Boudreau with the Boston Red Sox in 1953
|Shortstop / Manager|
July 17, 1917|
|Died: August 10, 2001
Olympia Fields, Illinois
|September 9, 1938, for the Cleveland Indians|
|Last MLB appearance|
|August 24, 1952, for the Boston Red Sox|
|Runs batted in||789|
|Career highlights and awards|
|Member of the National|
|Baseball Hall of Fame|
|Vote||77.33% (ninth ballot)|
Louis "Lou" Boudreau (July 17, 1917 – August 10, 2001) was an American professional baseball player and manager. He played in Major League Baseball (MLB) for 15 seasons, primarily as a shortstop on the Cleveland Indians, and managed four teams for 15 seasons including 10 seasons as a player-manager. He was also a radio announcer for the Chicago Cubs.

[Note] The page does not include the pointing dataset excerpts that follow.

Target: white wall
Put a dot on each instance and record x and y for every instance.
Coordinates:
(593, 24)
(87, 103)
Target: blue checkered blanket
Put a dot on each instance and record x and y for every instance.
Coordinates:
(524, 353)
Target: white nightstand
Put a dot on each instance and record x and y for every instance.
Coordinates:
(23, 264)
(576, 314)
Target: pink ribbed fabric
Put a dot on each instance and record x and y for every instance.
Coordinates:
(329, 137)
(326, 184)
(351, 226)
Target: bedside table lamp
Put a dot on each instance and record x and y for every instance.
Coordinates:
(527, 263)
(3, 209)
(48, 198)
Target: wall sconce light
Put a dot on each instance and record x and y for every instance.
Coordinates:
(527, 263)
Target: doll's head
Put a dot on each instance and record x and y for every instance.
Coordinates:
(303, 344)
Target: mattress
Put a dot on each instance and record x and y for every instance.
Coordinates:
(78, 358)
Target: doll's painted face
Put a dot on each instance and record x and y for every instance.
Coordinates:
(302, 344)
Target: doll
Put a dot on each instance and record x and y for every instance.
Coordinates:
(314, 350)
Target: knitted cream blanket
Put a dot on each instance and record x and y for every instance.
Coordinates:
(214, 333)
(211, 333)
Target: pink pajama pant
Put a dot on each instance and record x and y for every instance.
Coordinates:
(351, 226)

Boudreau was an All-Star for seven seasons.[a] In 1948, Boudreau won the American League Most Valuable Player Award and managed the Cleveland Indians to the World Series title. He won the 1944 American League (AL) batting title (.327), and led the league in doubles in 1941, 1944, and 1947. He led AL shortstops in fielding eight times. Boudreau still holds the MLB record for hitting the most consecutive doubles in a game (four), set on July 14, 1946.
In 1970, Boudreau was elected to the National Baseball Hall of Fame.

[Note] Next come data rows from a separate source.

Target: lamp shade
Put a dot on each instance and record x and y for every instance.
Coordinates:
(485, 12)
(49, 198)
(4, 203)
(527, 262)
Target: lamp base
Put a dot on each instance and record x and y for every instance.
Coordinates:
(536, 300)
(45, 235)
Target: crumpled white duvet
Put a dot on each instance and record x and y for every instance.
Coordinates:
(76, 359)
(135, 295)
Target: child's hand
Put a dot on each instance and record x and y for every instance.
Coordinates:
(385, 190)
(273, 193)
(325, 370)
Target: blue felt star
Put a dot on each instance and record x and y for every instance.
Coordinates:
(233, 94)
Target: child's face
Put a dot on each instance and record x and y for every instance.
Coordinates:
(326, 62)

Boudreau was born in Harvey, Illinois, the son of Birdie (Henry) and Louis Boudreau. His father was of French ancestry and his mother was Jewish. He was raised as a Catholic, and graduated from Thornton Township High School in Harvey, Illinois where he led the "Flying Clouds" to three straight Illinois high school championship games, finishing first in 1933 and second in 1934 and 1935.

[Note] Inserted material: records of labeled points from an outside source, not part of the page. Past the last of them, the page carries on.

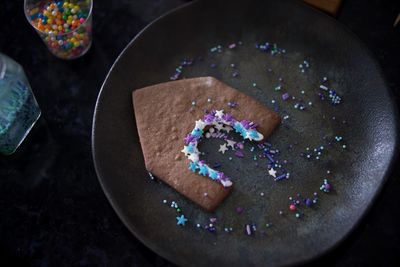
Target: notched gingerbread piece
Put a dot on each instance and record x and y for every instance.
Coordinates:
(165, 113)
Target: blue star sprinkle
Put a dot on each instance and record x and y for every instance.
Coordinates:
(181, 220)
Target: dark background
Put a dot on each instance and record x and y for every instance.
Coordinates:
(52, 209)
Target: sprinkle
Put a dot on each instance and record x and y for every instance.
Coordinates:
(248, 229)
(222, 148)
(272, 172)
(239, 210)
(285, 96)
(239, 154)
(323, 87)
(181, 220)
(326, 186)
(281, 177)
(239, 145)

College baseball and basketball
Boudreau attended the University of Illinois at Urbana–Champaign, where he was a member of Phi Sigma Kappa fraternity and captain of the basketball and baseball teams. During the 1936–37 basketball and baseball seasons, Boudreau led each Fighting Illini team to a Big Ten Conference championship. During the 1937–38 basketball season, Boudreau was named an NCAA Men's Basketball All-American.
While still at Illinois, Cleveland Indians general manager Cy Slapnicka paid him an undisclosed sum in return for agreeing to play baseball for the Indians after he graduated. His father complained to the Big Ten Conference, and league officials ruled him ineligible for collegiate sports. During his senior year at Illinois, he played pro basketball with the Hammond Ciesar All-Americans of the National Basketball League.
Despite playing professional baseball with Cleveland, Boudreau earned his Bachelor of Science in education from Illinois in 1940 and worked as the Illinois freshman basketball coach for the 1939 and 1940 teams. Boudreau stayed on as an assistant coach for the 1941–42 Illinois Fighting Illini men's basketball team and he was instrumental in recruiting future Naismith Memorial Basketball Hall of Fame Inductee Andy Phillip to play for Illinois. Boudreau is only one of three Illinois Fighting Illini athletes to have their number retired; the other two athletes being Illinois Fighting Illini football players Red Grange and Dick Butkus.[when?]
|Lou Boudreau's number 5 was retired by the Cleveland Indians in 1970.|
Boudreau made his major league debut on September 9, 1938 for the Cleveland Indians at 21 as a first baseman in his first game. In 1939, Indian manager Ossie Vitt told him that he would have to move from his normal third base position to shortstop since established slugger Ken Keltner already had the regular third base job.
In 1940, his first full year as a starter, he batted .295 with 46 doubles and 101 RBI, and was selected for the All-Star Game for the first of five consecutive seasons (MLB cancelled the 1945 game due to war-time travel restrictions and did not name All-Stars).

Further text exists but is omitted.